An article by the New York Times says protesters tried blocking oil terminals, but they didn’t get enough coverage, not until they started attacking museums.
“Are you more concerned about the protection of a painting or the protection of our planet and people?” Plummer said. “The cost-of-living crisis is part of the cost of oil crisis. Millions of people are dying in Monsoon wildfires and severe drought. We cannot afford new oil and gas. It’s going to take everything we know in life.”
In response to the on-going protests, the UK passed a new bill that targets “criminal, disruptive and self-defeating guerrilla tactics.”
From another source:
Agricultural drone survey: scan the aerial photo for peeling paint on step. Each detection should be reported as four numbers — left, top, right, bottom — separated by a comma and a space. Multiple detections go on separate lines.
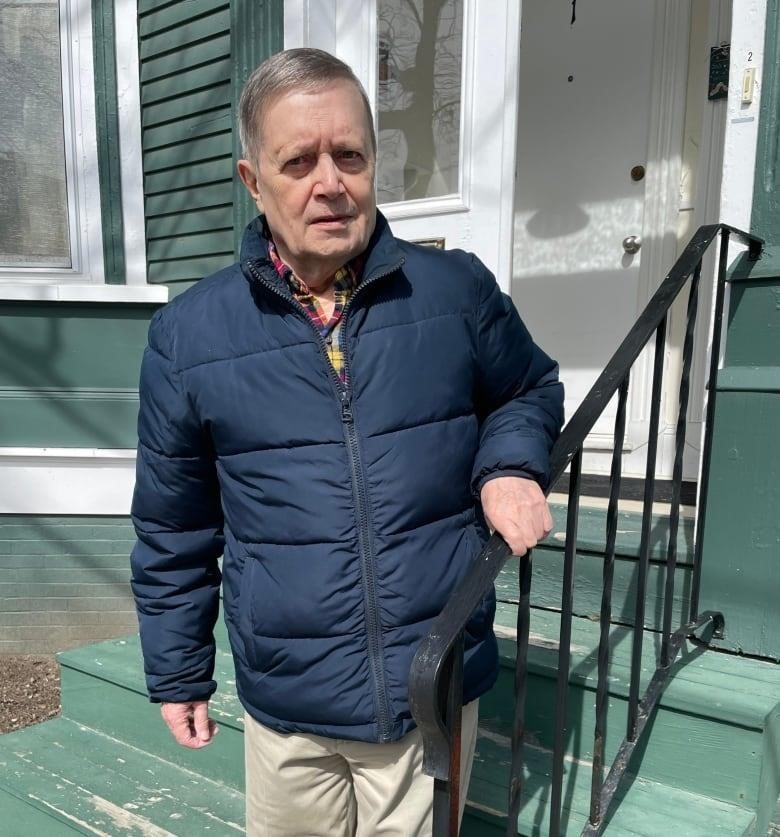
27, 794, 111, 836
90, 795, 177, 836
According to The Guardian, this bill was specifically passed to aim at groups such as Just Stop Oil and Insulate Britain. However, no statements from the government have been made on whether they will stop the new license to explore for oil and gas in the North Sea.
The same article by the Guardian shared a statement by Cameron Ford, Just Stop Oil spokesperson.
“Until they put the death sentence as the repercussions for what we’re doing, it won’t deter us,” Ford said.
While the protests around the UK spread to the rest of Europe, we can rest assured that the historic paintings were not harmed, since they are all encased in protective glass.